Correlation analysis and its close variant principal component analysis are tools widely applied to predict the biological functions of macromolecules in terms of the relationship between fluctuation dynamics and structural properties. However, since this kind of analysis does not necessarily imply causation links among the elements of the system, its results run the risk of being biologically misinterpreted. By using as a benchmark the structure of ubiquitin, we report a critical comparison of correlation-based analysis with the analysis performed using two other indicators, response function and transfer entropy, that quantify the causal dependence. The use of ubiquitin stems from its simple structure and from recent experimental evidence of an allosteric control of its binding to target substrates. We discuss the ability of correlation, response and transfer-entropy analysis in detecting the role of the residues involved in the allosteric mechanism of ubiquitin as deduced by experiments. To maintain the comparison as much as free from the complexity of the modeling approach and the quality of time series, we describe the fluctuations of ubiquitin native state by the Gaussian network model which, being fully solvable, allows one to derive analytical expressions of the observables of interest. Our comparison suggests that a good strategy consists in combining correlation, response and transfer entropy, such that the preliminary information extracted from correlation analysis is validated by the two other indicators in order to discard those spurious correlations not associated with true causal dependencies.

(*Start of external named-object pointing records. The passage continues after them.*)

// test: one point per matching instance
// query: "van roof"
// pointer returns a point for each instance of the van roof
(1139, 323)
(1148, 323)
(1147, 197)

相关分析及其近亲主成分分析是广泛应用于预测生物大分子生物功能的工具,这些预测是基于波动动力学与结构特性之间的关系。然而,由于这种分析并不一定暗示系统元素之间存在因果关系,因此其结果可能存在生物学误解的风险。我们以泛素的结构为基准,报告了基于相关的分析与使用另外两个指标(响应函数和转移熵)进行的分析之间的严格比较,这两个指标量化了因果依赖性。选择泛素的原因是其结构简单,并且最近有实验证据表明其与靶底物结合的变构控制。我们讨论了相关、响应和转移熵分析在检测实验推断出的泛素变构机制中涉及残基的作用的能力。为了使比较尽可能不受建模方法的复杂性和时间序列质量的影响,我们通过高斯网络模型描述了泛素天然状态的波动,由于高斯网络模型是完全可解的,因此可以推导出感兴趣的可观测量的解析表达式。我们的比较表明,一个好的策略是结合相关、响应和转移熵,以便从相关分析中提取的初步信息可以通过另外两个指标进行验证,以排除那些与真正因果关系无关的虚假相关性。